Тогда мне было, наверное, восемнадцать-девятнадцать, такой возраст. Первый раз выпил в девяносто первом году. Я никогда этого не забуду, был девяносто первый год, когда я первый раз выпил алкоголь. Я даже когда в детском доме мы учились, мы прятались, мы с сигаретами – никогда, не дай бог кто-то увидит. По улице идём детдомовцы, а нас постригали всегда одинаково. Чёлку оставляли, а остальное всё сбривали. Мы просто – не дай бог, либо воспитатели, либо кто-то со школы увидит, нас так воспитывали.

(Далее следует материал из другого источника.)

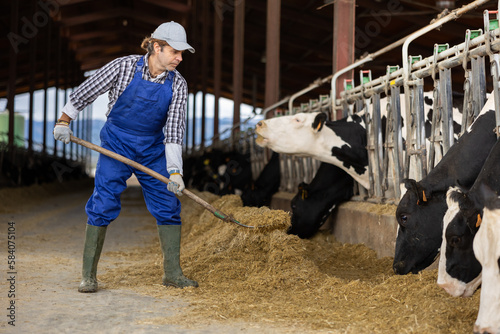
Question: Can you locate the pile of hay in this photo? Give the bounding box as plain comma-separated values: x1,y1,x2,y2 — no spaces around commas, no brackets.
99,189,479,333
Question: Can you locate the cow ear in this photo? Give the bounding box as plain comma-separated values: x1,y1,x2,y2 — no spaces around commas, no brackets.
467,210,483,235
311,112,327,132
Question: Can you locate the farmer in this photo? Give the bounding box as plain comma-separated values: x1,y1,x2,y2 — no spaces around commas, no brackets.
54,21,198,292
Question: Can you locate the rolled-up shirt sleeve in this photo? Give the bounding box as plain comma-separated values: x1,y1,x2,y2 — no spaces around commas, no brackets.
62,58,121,119
163,71,188,145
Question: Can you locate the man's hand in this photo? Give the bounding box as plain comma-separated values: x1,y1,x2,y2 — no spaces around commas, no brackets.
54,123,73,144
167,173,186,196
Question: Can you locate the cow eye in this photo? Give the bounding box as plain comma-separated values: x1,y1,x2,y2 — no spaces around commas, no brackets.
399,215,408,226
450,236,462,247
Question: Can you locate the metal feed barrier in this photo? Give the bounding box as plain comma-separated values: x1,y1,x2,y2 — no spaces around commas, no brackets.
333,11,500,202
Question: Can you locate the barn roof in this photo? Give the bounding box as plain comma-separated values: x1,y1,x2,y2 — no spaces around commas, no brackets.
0,0,497,107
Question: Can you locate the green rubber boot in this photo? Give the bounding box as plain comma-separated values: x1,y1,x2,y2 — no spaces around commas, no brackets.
78,225,107,292
157,225,198,288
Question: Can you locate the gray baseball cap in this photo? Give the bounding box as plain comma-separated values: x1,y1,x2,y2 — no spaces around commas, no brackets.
151,21,194,53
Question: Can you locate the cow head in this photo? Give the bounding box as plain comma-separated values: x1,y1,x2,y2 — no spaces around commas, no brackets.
393,179,446,275
474,185,500,333
437,187,482,297
255,112,327,155
288,163,354,238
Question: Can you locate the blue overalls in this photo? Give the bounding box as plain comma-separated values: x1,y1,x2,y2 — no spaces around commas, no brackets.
85,57,181,226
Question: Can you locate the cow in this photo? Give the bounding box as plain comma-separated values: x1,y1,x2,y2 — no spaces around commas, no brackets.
255,112,369,189
393,94,497,275
240,152,281,207
255,92,462,189
473,185,500,334
438,140,500,297
287,162,354,239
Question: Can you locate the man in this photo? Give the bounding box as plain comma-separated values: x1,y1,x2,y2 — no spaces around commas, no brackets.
54,21,198,292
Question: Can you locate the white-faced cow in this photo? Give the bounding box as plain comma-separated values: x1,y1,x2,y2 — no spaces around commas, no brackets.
474,186,500,334
255,92,461,193
288,162,354,238
255,112,369,188
393,95,496,275
438,137,500,297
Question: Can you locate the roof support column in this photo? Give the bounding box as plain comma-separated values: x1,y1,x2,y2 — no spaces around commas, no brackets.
333,0,356,107
264,0,281,117
7,1,19,153
233,0,245,138
28,2,38,154
201,1,210,149
214,0,224,141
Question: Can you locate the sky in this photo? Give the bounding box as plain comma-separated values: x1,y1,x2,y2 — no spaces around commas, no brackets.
0,88,261,122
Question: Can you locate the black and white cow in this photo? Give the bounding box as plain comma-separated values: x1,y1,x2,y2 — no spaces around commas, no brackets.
241,152,281,207
438,137,500,297
474,186,500,334
288,162,354,238
393,95,496,275
255,112,369,188
255,92,462,189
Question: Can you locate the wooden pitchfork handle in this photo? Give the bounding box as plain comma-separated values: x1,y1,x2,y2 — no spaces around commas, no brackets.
70,136,255,228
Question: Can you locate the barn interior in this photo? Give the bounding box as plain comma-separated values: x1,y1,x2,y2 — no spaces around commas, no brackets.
0,0,499,334
0,0,495,186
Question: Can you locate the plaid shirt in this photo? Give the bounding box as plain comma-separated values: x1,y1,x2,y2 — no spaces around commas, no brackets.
62,55,188,145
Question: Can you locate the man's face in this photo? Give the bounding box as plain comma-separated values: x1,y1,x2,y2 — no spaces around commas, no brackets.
155,45,182,71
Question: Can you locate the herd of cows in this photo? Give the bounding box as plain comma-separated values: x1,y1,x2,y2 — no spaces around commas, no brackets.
185,90,500,333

– Наказывали за это воспитатели?
– Ну как наказывали… Ну так, как сейчас наказывают – это, знаешь, детский лепет. Меня братик наказывал, очень сильно, мой старший брат, когда унюхал, что я курю. А как получилось: мы в котельную спрятались и курили с ребятами. Тогда „Беломорканал“ был, то есть сигарет таких не было с фильтром. Ну, были там „Космос“, „Ява“, но до нас-то это не доходило. У нас „Беломор“: там стрельнём, на рынок сходим, постреляем. Вот меня один раз как брат наказал – я стал жёстко бояться. Я даже помню, я, наверное, месяца четыре не курил, я просто боялся. Не из-за того, что боялся курить, а я боялся, что брат узнает. У меня старший брат, тоже – царство ему небесное, ушёл из этой жизни.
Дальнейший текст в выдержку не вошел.